To most climbers I know, Washington’s Olympic Peninsula protrudes like a sore thumb, bereft of the imposing volcanos or the clean granite curtains of the Cascades. The region lacks the solid rock needed for technical climbing and its mountains, while remote, are demure in comparison to their Cascadian cousins. It’s tallest peak, Mt. Olympus, sits at a lowly 188th place in the list of Washington’s tallest peaks.

The ultrarunner in me, however, cannot get enough of the Olympics. It’s some combination of the lack of crowds, that familiar PNW dampness, the ease of high alpine travel, and the proximity to my home— as the crow flies, the front range of the Olympic Mountains rise just 45 miles east of downtown Seattle.
When the stars aligned and my fellow USC students Carson, Kiva, Audrey, Anant and JD were able to meet in Seattle for the same weekend, we set out for the best Pacific Northwest introduction that I could think of: a three day traverse of the Northern Bailey Range.
Day 1: The High Divide

After some convoluted car shuttling, we arrived at the Sol Duc trailhead made our way up, past the Seven Lakes Basin, and out along the the High Divide Primitive Trail.

Since there was some group anxiety about the challenge of the Catwalk—the short class 3 ridgeline between that marks the start of the Bailey Range— we opted to camp early and spend the night on the Southeasten Flank of Cat Peak.

Day 2: The Catwalk To Ferry Basin
Saturday morning, Carson and I took a “quick” run up Cat Peak which actually ended up taking about an hour. When we returned to camp, we were met with an unfortunate group discovery: we had about 50% less food than would be desirable for the next several days.
Oh well… chalk it up to the hazards of tasking the lowest BMI’d group members with the food shopping. Lessons learned, we immediately instated a strict rationing program: all snacking must be preapproved by group consensus.

After the Catwalk– widely agreed to be quite manageable to non-climbers after all– the thin trail sidehills along steep grassy slopes below Stephen Peak. We travelled east on narrow singletrack with the Mt. Olympus Massif soaking up the foreground across the Hoh Valley.

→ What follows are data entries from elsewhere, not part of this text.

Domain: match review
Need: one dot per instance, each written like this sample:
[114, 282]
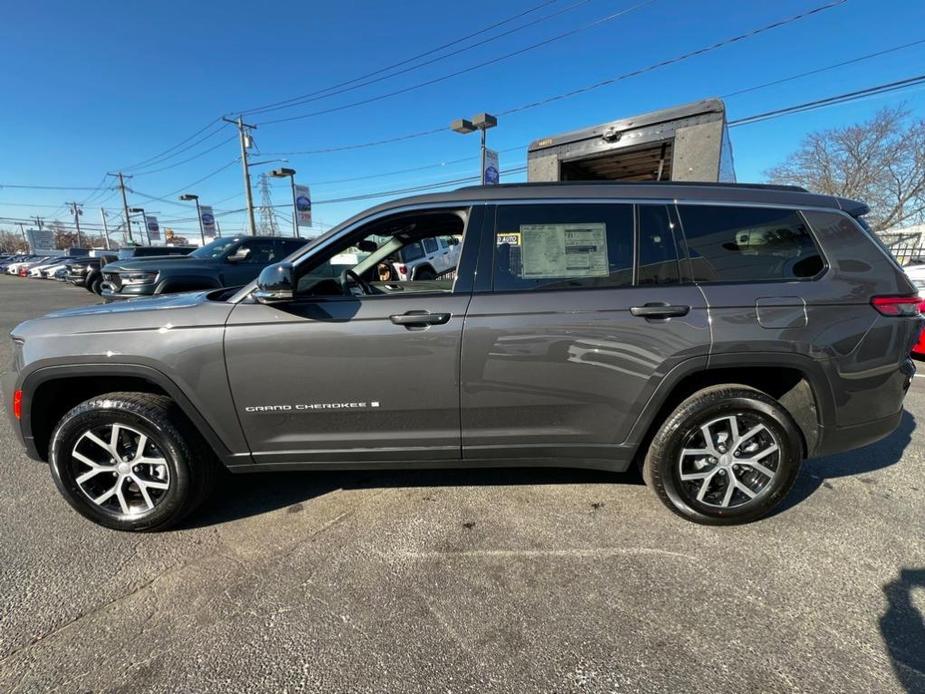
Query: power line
[187, 148]
[186, 161]
[358, 83]
[170, 149]
[587, 88]
[830, 101]
[558, 37]
[808, 73]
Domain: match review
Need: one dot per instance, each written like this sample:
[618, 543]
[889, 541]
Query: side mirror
[239, 255]
[275, 284]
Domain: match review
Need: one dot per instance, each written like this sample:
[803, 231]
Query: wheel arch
[49, 392]
[798, 383]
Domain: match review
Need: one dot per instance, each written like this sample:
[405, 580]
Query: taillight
[897, 305]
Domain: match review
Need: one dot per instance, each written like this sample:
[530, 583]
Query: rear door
[583, 313]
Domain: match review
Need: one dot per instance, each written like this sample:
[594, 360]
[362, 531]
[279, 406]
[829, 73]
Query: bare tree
[880, 161]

We dropped down toward Cream Lake, hoping to avoid some of the challanging terrain I had experienced previously. This worked, but as soon as we reached Cream Lake we were ensconced by a horde of vicious mosquitos.

We high tailed it up towards Ferry Basin, maintaining a constant manic-type motion to prevent extreme mosquito-caused blood loss.

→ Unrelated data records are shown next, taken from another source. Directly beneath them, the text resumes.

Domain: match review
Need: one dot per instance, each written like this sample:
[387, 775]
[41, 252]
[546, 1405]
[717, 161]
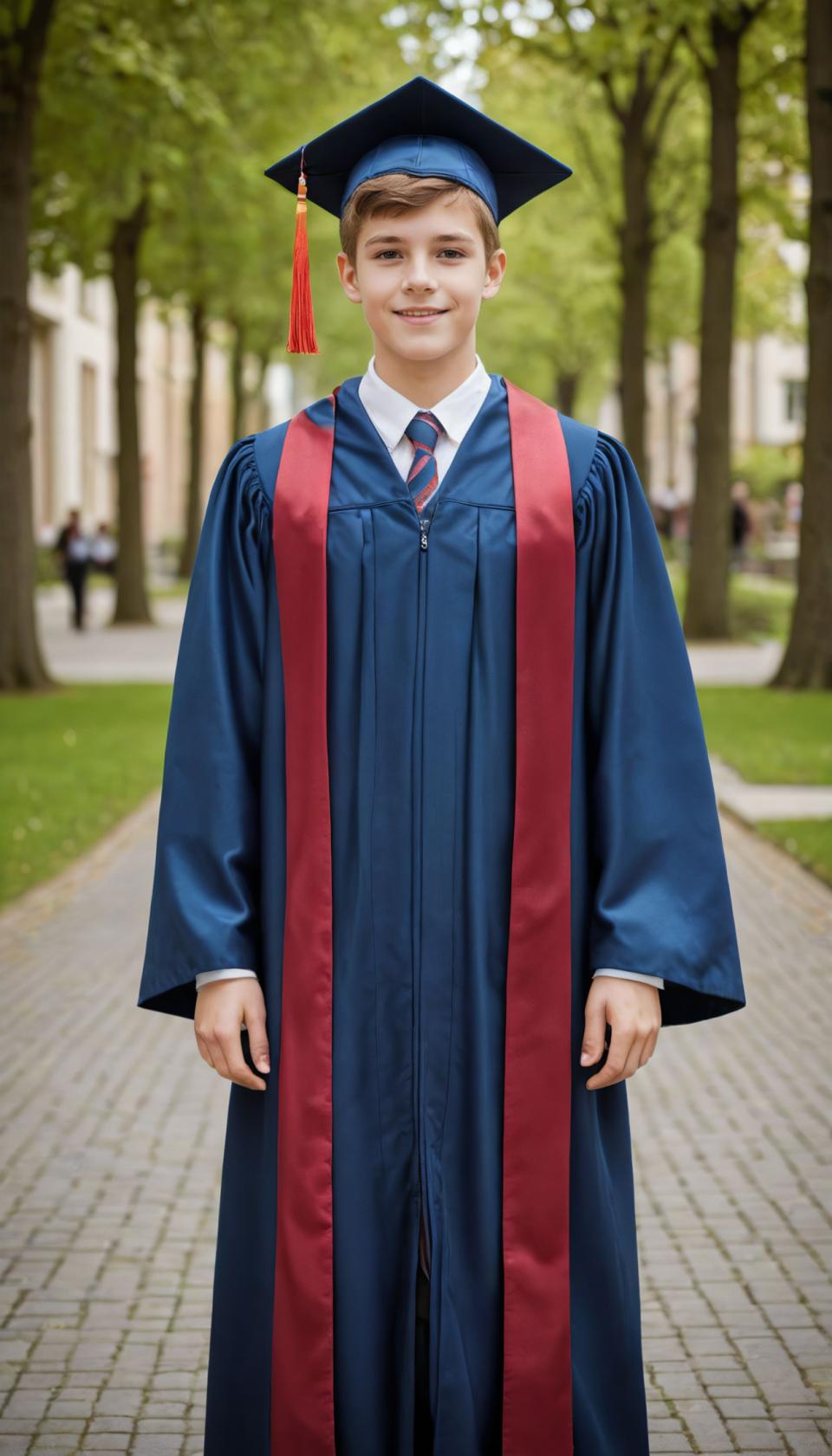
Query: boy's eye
[389, 252]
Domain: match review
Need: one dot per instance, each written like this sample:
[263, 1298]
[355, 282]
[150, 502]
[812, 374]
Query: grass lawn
[759, 606]
[72, 763]
[770, 735]
[809, 840]
[76, 760]
[777, 737]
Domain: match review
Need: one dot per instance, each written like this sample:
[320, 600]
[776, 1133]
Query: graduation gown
[425, 791]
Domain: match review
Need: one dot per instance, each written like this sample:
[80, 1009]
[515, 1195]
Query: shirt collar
[391, 411]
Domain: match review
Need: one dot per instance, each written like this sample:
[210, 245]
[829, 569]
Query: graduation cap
[419, 128]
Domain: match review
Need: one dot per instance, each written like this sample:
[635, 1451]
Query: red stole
[536, 1366]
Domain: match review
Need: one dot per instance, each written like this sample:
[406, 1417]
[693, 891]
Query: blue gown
[427, 676]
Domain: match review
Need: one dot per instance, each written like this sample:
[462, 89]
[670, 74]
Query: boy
[436, 812]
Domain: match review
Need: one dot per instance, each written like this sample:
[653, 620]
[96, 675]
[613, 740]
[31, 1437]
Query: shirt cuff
[631, 976]
[220, 976]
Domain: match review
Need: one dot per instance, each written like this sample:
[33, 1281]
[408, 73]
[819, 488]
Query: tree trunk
[707, 600]
[264, 360]
[130, 588]
[635, 256]
[237, 389]
[21, 59]
[808, 662]
[566, 392]
[671, 423]
[194, 502]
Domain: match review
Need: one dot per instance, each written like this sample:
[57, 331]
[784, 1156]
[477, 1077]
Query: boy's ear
[348, 277]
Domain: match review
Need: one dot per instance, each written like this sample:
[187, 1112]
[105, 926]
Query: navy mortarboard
[419, 128]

Once we arrived, the sun was setting and the mosquitos began to abate. We even swam in some of the small ponds–shockingly warm despite snow patches that sat melting nearby.
After a dinner of green curry, we decided to lighten my pack by cracking into the Admiral Nelson, which also happened to be our greatest remaining store of calories.

These lakes are one of the gems of the High Olympics, and it would be a great place to set up a basecamp for a few days. Unfortunately, responsibility necessitated our return, so we savored our single night in the solitude and peace of Ferry Basin.
Day 3: Dodgers Point to the Elwah

Heads pounding, we broke camp at first light, wary of the miles we’d need to cover in order for Carson to get to work on Monday. By now, breakfast was maximally portable (read light) so we were on the trail in minutes.



A quick swim in the lake below Pulitzer enlivened all. After a pause for sno-cone ingestion as Carson and I raced to the top of Mt. P, we carried on.




Due to our limited schedule, our route would take the escape route, dropping off of the Bailey Range and exiting east over Dodger Point. The route gets very washed out and tricky north of Ludden Peak, so the group took a break while Carson and I scouted for the best path.

At Dodger Point, we divvied up the remainder of our food– 4 squares of Ghirardelli 72% dark chocolate, a bag of candied ginger and 1 apple and began the 20 mile on-trail trek back to the car.



Finally we reached the mighty Elwah and consumed our final calories.

Around 11 PM we arrived at the Madison Falls trailhead, absolutely pooped and ready for bed. Carson and I returned to the Sol Duc to retrieve his car, so 2 hours later the group (sans Carson) threw our sleeping bags in the dirt along the Elwah and…..
…woke to the toe of a OLYM ranger’s boot.